2. Application of ustilaginoidea virens effector protein
1. Selecting middle rice flower 11 as experimental rice;
2. influence of Ustilago oryzae effector protein on disease resistance of rice
The flower 11 seeds in rice are soaked in the protein solution with the concentration of 0.01 mu mol/L, germinated and planted in a conventional mode. Spraying the protein solution with the concentration of 0.05 mu mol/L before heading and in the flowering period of the rice, inoculating ustilago oryzae (Ustilaginoidea virens PJ) after 24 hours, sampling for disease resistance index detection, and treating a control group by using sterile water.
3. Inoculation mode
(1) Activating the ustilaginoidea virens strain and the wild strain on a PSA plate, and culturing for 10 days in a 28 ℃ incubator;
(2) Cutting fungus blocks to 100mL PS culture medium, and culturing at 28deg.C with shaking table at 180rpm for 5-7 days;
(3) Breaking mycelium in ustilaginoidea virens culture solution to form spore mycelium mixed solution, and regulating spore concentration to 1×10 with liquid PS culture medium 6 individual/mL;
(4) Selecting rice ears 5-7 days before heading, injecting 1mL of bacterial liquid into the rice ears by using an injector, and repeating 10 times for each sample;
(5) Statistical phenotype after about 30 days of inoculation: the number and incidence of false smut and the like.
4. Observing the disease resistance of rice by ustilaginoidea virens effector protein and detecting the expression condition of disease resistance genes
In order to explore the influence of spraying effector proteins on rice immune signals, the invention utilizes a qRT-PCR method to detect the expression condition of two basic defense genes on the Zhonghua 11 variety. The specific method comprises the following steps:
(1) Extraction of Total RNA
The extraction of total RNA of plants is described in reference to the specification of an ultrapure RNA extraction kit (Kangji BioCo., CW 0597), and comprises the following steps:
s1, sample treatment
S1.1, tissue: adding 1ml Buffer RLT after fully grinding 30-50mg of tissue in liquid nitrogen, or adding 1ml Buffer RLT in a tissue sample, and homogenizing;
note that: the sample volume is no more than 10% of the Buffer RLT volume.

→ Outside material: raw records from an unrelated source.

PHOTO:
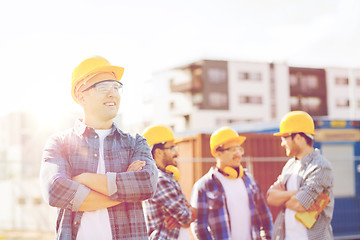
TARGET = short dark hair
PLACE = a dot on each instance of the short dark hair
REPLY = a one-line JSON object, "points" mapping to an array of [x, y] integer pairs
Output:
{"points": [[309, 141]]}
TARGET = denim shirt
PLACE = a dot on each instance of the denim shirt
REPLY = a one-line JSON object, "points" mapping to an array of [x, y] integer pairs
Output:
{"points": [[76, 151]]}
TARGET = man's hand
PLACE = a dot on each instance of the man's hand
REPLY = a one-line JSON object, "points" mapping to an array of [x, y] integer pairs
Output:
{"points": [[279, 185]]}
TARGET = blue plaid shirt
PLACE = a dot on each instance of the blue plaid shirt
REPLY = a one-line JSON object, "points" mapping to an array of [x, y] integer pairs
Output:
{"points": [[76, 151], [168, 200], [213, 220]]}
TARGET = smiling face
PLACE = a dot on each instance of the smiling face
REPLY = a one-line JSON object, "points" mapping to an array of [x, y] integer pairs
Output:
{"points": [[100, 108]]}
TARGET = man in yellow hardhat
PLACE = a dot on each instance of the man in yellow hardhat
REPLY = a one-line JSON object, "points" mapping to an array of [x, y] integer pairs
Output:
{"points": [[305, 177], [96, 174], [168, 213], [229, 201]]}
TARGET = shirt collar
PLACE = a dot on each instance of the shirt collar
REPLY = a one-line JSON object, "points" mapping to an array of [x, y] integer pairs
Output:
{"points": [[310, 156]]}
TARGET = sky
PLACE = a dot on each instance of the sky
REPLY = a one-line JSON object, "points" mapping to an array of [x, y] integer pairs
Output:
{"points": [[42, 41]]}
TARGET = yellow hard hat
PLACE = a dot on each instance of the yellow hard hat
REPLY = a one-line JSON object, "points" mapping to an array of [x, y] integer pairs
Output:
{"points": [[222, 136], [89, 67], [296, 122], [158, 134]]}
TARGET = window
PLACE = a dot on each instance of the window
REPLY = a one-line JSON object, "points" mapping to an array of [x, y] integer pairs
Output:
{"points": [[311, 104], [250, 99], [293, 80], [341, 81]]}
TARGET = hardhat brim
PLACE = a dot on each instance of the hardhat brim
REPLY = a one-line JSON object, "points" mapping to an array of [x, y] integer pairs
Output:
{"points": [[118, 71], [240, 139]]}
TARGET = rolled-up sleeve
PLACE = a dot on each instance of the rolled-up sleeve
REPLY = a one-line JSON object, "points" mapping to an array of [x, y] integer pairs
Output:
{"points": [[136, 185], [55, 178]]}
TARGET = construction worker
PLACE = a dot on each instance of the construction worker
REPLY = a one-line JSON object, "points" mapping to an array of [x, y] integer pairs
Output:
{"points": [[303, 179], [168, 214], [229, 202], [96, 174]]}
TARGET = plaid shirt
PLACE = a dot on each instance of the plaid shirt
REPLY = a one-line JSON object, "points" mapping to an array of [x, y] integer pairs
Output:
{"points": [[316, 176], [77, 151], [213, 220], [168, 200]]}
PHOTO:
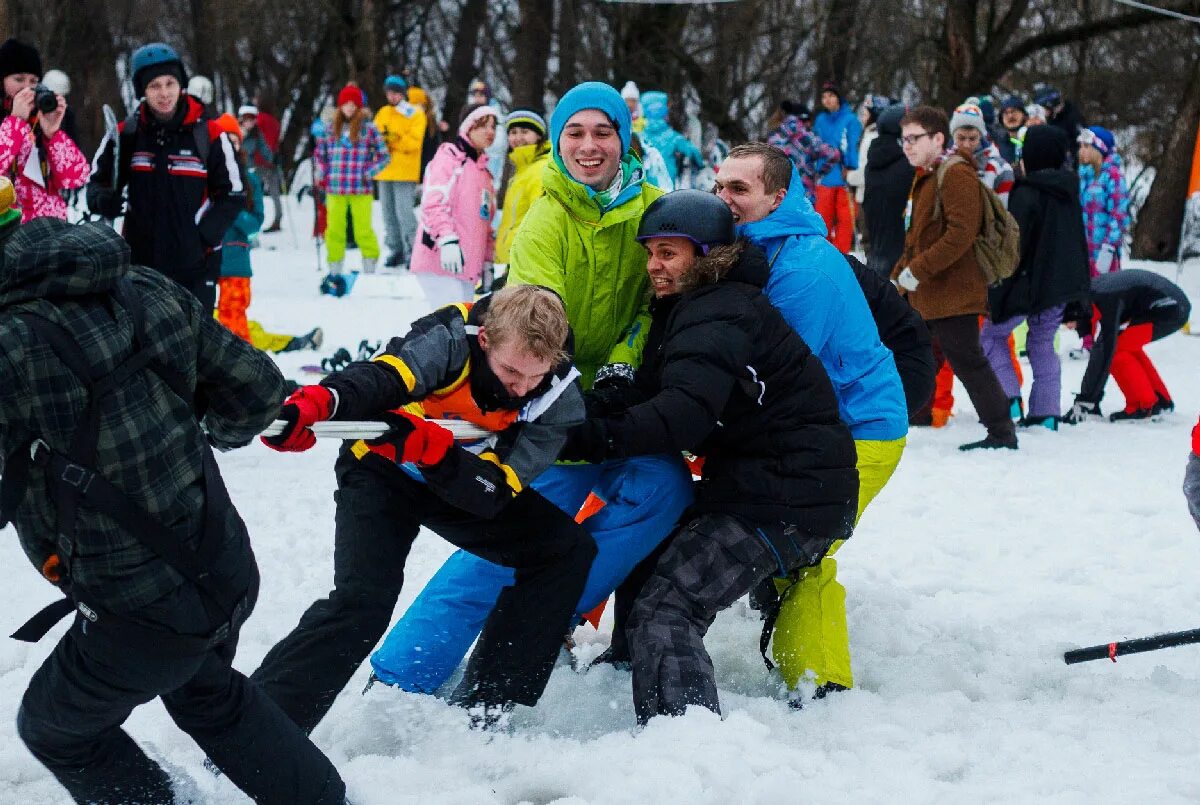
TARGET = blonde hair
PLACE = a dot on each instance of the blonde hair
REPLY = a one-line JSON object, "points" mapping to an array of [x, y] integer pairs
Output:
{"points": [[533, 316]]}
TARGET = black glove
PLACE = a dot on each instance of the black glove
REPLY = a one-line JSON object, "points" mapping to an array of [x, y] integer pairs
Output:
{"points": [[586, 442]]}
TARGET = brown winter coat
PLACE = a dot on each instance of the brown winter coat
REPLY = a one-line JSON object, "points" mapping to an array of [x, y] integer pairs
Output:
{"points": [[940, 251]]}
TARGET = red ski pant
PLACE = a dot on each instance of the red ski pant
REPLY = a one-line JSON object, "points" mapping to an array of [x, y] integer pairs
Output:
{"points": [[835, 205], [1135, 376], [232, 307]]}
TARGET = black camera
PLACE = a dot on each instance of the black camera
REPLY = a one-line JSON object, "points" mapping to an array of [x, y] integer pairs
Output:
{"points": [[45, 98]]}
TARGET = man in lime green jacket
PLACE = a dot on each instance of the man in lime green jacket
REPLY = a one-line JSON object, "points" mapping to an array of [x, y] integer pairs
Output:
{"points": [[577, 239]]}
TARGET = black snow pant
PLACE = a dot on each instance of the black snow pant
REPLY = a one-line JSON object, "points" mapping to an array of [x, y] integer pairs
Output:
{"points": [[72, 712], [379, 512], [709, 564]]}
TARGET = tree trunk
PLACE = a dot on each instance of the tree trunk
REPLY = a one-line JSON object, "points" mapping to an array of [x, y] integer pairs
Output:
{"points": [[462, 59], [532, 44], [1156, 235]]}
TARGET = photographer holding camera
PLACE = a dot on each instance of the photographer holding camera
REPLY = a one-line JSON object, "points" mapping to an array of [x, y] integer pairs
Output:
{"points": [[35, 152]]}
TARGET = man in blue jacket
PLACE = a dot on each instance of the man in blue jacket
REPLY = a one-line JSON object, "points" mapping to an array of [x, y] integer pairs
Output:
{"points": [[816, 292], [839, 127]]}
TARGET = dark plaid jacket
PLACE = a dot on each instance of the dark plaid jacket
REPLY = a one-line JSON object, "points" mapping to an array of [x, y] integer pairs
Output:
{"points": [[150, 443]]}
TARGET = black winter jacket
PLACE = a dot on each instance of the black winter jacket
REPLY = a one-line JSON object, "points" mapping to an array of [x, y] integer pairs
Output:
{"points": [[1131, 296], [903, 331], [179, 206], [150, 444], [725, 377], [1053, 269], [887, 181]]}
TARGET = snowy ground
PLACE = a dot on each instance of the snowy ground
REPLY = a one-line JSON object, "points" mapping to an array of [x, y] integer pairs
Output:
{"points": [[967, 578]]}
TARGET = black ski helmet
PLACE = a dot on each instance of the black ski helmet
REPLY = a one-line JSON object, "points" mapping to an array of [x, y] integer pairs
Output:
{"points": [[693, 214]]}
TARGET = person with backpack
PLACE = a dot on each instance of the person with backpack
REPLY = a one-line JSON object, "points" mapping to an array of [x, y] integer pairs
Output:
{"points": [[1128, 310], [183, 179], [940, 271], [503, 364], [36, 152], [118, 384], [1051, 274], [726, 378]]}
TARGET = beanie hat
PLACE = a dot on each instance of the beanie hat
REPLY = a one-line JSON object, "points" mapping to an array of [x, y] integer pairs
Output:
{"points": [[1044, 148], [474, 116], [527, 119], [591, 95], [1099, 138], [969, 116], [17, 56]]}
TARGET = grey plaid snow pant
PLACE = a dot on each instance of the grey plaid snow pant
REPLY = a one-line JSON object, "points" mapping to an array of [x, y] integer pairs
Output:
{"points": [[711, 563]]}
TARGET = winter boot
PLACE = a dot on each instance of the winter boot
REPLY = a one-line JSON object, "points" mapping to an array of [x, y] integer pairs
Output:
{"points": [[990, 443], [1129, 415]]}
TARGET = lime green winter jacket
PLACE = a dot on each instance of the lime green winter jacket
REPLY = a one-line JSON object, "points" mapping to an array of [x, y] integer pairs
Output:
{"points": [[593, 260]]}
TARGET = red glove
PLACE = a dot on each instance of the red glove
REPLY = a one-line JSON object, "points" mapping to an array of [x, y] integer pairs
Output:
{"points": [[306, 406], [413, 439]]}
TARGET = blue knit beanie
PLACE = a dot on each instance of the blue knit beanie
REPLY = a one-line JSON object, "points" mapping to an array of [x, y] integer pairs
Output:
{"points": [[592, 95]]}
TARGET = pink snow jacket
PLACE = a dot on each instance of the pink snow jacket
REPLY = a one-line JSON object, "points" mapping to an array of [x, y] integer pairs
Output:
{"points": [[66, 168], [459, 199]]}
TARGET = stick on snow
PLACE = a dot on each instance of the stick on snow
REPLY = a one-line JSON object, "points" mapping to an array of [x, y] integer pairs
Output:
{"points": [[348, 430], [1152, 643]]}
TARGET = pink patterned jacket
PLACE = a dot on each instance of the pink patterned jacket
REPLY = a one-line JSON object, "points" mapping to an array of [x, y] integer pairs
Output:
{"points": [[67, 169]]}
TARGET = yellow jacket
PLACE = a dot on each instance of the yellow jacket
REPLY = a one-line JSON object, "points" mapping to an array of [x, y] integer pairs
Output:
{"points": [[523, 191], [403, 131]]}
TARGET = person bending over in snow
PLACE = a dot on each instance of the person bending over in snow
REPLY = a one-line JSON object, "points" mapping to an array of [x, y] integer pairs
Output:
{"points": [[1132, 308], [726, 378], [503, 364]]}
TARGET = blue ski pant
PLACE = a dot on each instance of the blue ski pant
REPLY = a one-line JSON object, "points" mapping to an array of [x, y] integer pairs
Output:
{"points": [[645, 498]]}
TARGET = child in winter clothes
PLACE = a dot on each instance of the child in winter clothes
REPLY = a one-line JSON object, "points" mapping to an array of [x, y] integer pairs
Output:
{"points": [[813, 157], [1051, 274], [502, 364], [346, 161], [1105, 198], [35, 151], [529, 152], [726, 378], [1132, 308], [454, 239], [235, 269]]}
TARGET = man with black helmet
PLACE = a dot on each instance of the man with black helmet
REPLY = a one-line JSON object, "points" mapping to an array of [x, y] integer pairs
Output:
{"points": [[726, 378], [184, 181]]}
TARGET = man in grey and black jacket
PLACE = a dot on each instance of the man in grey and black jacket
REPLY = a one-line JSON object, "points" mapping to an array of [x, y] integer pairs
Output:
{"points": [[117, 384]]}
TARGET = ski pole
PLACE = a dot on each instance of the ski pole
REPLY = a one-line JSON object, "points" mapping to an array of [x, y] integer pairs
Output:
{"points": [[461, 430], [1152, 643]]}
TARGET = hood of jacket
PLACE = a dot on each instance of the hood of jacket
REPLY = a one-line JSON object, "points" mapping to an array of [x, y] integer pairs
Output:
{"points": [[1059, 182], [795, 216], [48, 258]]}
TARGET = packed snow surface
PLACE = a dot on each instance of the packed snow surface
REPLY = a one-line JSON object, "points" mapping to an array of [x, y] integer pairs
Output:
{"points": [[966, 581]]}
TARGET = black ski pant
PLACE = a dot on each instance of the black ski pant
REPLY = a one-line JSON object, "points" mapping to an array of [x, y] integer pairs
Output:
{"points": [[379, 512], [72, 712]]}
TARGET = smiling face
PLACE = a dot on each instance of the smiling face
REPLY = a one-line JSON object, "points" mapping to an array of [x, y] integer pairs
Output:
{"points": [[741, 186], [516, 370], [162, 95], [591, 149], [669, 259]]}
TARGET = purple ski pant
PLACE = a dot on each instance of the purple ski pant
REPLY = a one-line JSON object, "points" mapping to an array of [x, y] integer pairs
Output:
{"points": [[1047, 392]]}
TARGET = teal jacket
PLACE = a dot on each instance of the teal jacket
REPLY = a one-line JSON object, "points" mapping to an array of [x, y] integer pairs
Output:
{"points": [[815, 289], [235, 246]]}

S1.2, monolayer culture cells: sucking the culture solution, adding appropriate amount of Buffer RLT, and adding the Buffer RLT per 10cm 2 1ml Buffer RLT was added;
s1.3, cell suspension: cells were collected by centrifugation. Every 5×10 6 1ml Buffer RLT was added to the cells;
s2, repeatedly blowing for several times after adding Buffer RLT into the sample, so that the sample is fully cracked. Standing at room temperature for 5min to completely separate the protein nucleic acid complex;
s3, adding chloroform in a proportion of 200 mu l of chloroform per 1ml of Buffer RLT, covering a tube cover, shaking vigorously for 15 seconds, and standing at room temperature for 2 minutes;
s4, centrifugation is carried out at 12,000rpm (-13,400Xg) for 10min at 4℃at which time the sample is divided into three layers: a red organic phase, a middle layer and an upper colorless aqueous phase, wherein RNA is mainly in the upper aqueous phase, and the upper aqueous phase is phase-shifted into a new RNase-Free centrifuge tube;
s5, adding 70% ethanol (prepared by RNase-free water) with equal volume into the obtained aqueous phase solution, and mixing the mixture upside down;
s6, adding all the solution obtained in the previous step into an adsorption column (Spin column RM) filled into a Collection Tube (Collection Tube 2 ml). If the solution can not be added at one time, the solution can be transferred into the container for multiple times. Centrifuging at 12,000rpm for 20 seconds, pouring out the waste liquid in the collecting pipe, and putting the adsorption column back into the collecting pipe again;
s7, adding 350 mul Buffer RW1 into the adsorption column, centrifuging at 12,000rpm for 20 seconds, pouring out waste liquid in the collecting pipe, and putting the adsorption column back into the collecting pipe again;
s8, preparing DNase I mixed solution: mu.l of RNase-Free Water was taken, and 8. Mu.l of 10 Xreaction Buffer and 20. Mu.l of DNase I (1U/. Mu.l) were added thereto and mixed well to prepare a Reaction solution having a final volume of 80. Mu.l;
s9, directly adding 80 μl DNase I mixed solution into the adsorption column, and incubating for 15min at 20-30deg.C;
s10, adding 350 μl Buffer RW1 into the adsorption column, centrifuging at 10,000rpm for 1min, discarding the waste liquid, and putting the adsorption column back into the collection tube;
s11, adding 500 μl Buffer RW2 (whether absolute ethyl alcohol is added before use or not is checked) into the adsorption column, centrifuging at 12,000rpm for 20 seconds, pouring out waste liquid in the collection tube, and putting the adsorption column back into the collection tube again;
s12, repeating the step 11;
s13, centrifuging at 12,000rpm for 2min, and pouring out the waste liquid in the collecting pipe. Placing the adsorption column at room temperature for several minutes to thoroughly dry;
note that: the purpose of this step is to remove the residual ethanol from the column, which could affect subsequent enzymatic reactions (cleavage, PCR, etc.);
s14, placing the adsorption column in a new RNase-Free centrifuge tube (Collection tube 1.5 ml), adding 30-50 μl RNase-Free Water into the middle part of the adsorption column, standing at room temperature for 1min, centrifuging at 12,000rpm for 1min, collecting RNA solution, and preserving RNA at-70deg.C to prevent degradation;
note that: a. the volume of RNase-Free Wate should not be less than 30 μl, and the recovery rate is affected by too small volume;
b. if the RNA yield is to be increased, step 14 may be repeated with 30-50. Mu.l of the new RNase-Free Water;
c. if the RNA concentration is to be increased, the resulting solution may be re-loaded into the adsorption column and step 14 repeated.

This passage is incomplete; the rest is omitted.